Evan sez:
>Similarly, Apple's price can be somewhat
> related to real-world facts about products: they guessed badly about
> consumer demands in basically all of the last 6 quarters; they picked the
> wrong time to ship a crucial OS upgrade another year late; they got nailed
> in the recent Japanese-currency inflation; they don't have sufficient
> profit margin on their products to create much positive revenue (and it is
> unclear whether dumping half their products will fix this); and so on.
This seems to make sense, but I've got one question: What makes the above any
different from past Apple slumps when Jobs and Sculley left?
I'm not an apologist for Apple, but Bill Hutten's comments have some merit.
Apple is
still a very viable business with enough cash to take some chances on new
technologies. So in answer to this:
> Sure, they're sitting on lots of money, but there doesn't seem to be an
> obvious scenario by which they can ever make _more_ money.
The same scenario by which they've always made more money: Develop new
technologies (OpenDoc, Cyberdog, FutureShare) out the wazoo, stand back and let
developers fend for themselves and keep the ones that work. Make enough money to
sell expensive machines at reasonably high margins. Wait six months for
Microsoft to
rip off the technology and sell a watered-down version to the masses. Meanwhile,
Apple makes a nice profit for a year or two, enough money to pour into R&D while
making them believe they can break 15 percent market share.

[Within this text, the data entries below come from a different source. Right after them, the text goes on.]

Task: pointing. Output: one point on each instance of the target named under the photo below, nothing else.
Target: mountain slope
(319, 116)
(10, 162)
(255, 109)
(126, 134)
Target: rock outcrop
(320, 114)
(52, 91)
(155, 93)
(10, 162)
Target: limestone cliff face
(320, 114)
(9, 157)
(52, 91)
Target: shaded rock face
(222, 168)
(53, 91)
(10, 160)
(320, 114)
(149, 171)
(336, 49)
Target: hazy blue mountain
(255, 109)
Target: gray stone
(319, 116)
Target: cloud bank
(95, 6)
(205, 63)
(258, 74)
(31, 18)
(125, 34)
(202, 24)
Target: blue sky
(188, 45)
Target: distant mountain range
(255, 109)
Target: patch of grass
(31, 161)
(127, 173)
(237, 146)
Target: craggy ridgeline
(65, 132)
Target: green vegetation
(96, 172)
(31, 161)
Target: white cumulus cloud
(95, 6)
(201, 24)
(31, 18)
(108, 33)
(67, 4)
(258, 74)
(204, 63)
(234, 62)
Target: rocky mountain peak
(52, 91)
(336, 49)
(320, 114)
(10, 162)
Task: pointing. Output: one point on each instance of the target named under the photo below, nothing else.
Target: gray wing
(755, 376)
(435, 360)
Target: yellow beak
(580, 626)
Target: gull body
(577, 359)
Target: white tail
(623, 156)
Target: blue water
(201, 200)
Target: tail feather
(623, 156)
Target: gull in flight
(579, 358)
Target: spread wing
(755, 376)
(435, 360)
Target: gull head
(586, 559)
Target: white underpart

Then marketing
screws
up projections again, putting them back into the red and getting Gilbert Amelio
fired.
Then bring on the next messianic CEO and the cycle starts again.
So, I guess to rephrase my question: Is this recent slump just another part of
Apple's
cycle or do you really think they're going down the toilet unless they do some
major
restructuring?
>they picked the wrong time to ship a crucial OS upgrade another year late
Weren't they saying this about Microsoft two years ago?

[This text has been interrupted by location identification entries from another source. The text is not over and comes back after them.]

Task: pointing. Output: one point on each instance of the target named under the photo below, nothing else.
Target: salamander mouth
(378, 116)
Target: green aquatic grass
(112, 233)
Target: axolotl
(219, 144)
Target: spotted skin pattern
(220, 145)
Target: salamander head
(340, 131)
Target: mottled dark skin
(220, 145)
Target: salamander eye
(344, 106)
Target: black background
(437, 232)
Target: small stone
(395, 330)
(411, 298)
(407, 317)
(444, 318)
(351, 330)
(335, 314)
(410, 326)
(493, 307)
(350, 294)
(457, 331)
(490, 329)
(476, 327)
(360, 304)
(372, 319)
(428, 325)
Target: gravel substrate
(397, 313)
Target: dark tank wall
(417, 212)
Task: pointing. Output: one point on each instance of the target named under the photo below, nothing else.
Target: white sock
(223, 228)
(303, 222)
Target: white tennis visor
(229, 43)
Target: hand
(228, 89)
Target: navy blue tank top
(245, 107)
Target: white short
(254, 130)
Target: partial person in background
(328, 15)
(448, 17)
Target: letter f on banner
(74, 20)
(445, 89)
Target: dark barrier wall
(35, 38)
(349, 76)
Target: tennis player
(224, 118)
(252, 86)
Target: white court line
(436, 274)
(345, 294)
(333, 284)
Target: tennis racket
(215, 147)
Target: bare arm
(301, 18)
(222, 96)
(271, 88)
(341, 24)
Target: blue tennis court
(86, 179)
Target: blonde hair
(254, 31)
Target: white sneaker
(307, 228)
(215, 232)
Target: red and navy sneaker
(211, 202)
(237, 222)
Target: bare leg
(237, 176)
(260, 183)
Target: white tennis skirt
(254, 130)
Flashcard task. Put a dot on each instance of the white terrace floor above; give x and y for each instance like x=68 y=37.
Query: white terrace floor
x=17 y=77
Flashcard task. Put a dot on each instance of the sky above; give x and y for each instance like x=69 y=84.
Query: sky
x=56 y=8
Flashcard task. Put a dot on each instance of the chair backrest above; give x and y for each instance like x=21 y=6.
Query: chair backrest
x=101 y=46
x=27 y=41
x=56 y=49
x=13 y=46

>Case in point: Netscape's stock price
[snip]
>is at this point based on theories (dumb
>theories, we think, but still theories)
So couldn't you say the same about Apple's *devalued* stock? How come the
Netscape
investors are dumb, but the ones who dumped Apple are smart? (Come to think of
it,
didn't Netscape's IPO coincide with Apple's downfall? Hmmm.... maybe these
investors
are one and the same.)
Dwayne (No, not the one you all know and love.)
Chapel Hill, N.C. USA
"This PowerBook will burst into flames in 10 seconds."